According to an article by Natasha Wynarczyk in a copy of the Daily Mail dated 22nd May 2018 PPPD was only ‘classified last year and is still unknown to many medical professionals’. I am now wondering if it will become the latest choice of diagnosis to be given out to sufferers of vestibular complaints. We have had Floating Woman Syndrome, vestibular neuritis, labyrinthitis, then MAV. Will PPPD be next. Time will undoubtedly tell.
In an extremely informative and detailed article that didn’t IMHO carry anything groundbreaking PPPD was described as being a chronic syndrome where people felt they are swaying and triggered by something that has previously made the patient dizzy …’even a migraine that occurred with dizziness’. The young man featured had been up the Empire State Building. Key Distinguishing features of PPPD were reported to be the swaying and the fact that PPPD sufferers symptoms tended to resolve when they lay down.

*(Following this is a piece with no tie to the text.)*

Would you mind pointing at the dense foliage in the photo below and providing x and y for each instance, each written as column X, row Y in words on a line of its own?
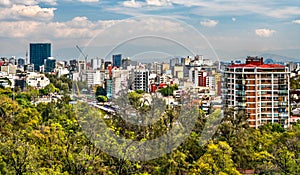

Two eminent experts quoted were Professor Peter Rea of Leicester Royal Infirmary and Balance Clinic and Professor Linda Luxton of London Hearing and Balance Centre. Professor Rea said low doses of antidepressants help ‘although more research needs to be done into exactly why this is” . As @turnitaround recently stated elsewhere in similar circumstances - ‘Snore’.
All publicity on vestibular matters is useful but couldn’t somebody get on and find the real causes and proper cure. Please.
I haven’t been able to find this article on line. Would think it an easy and worth while read if PPPD interests you although I don’t think it contains anything new.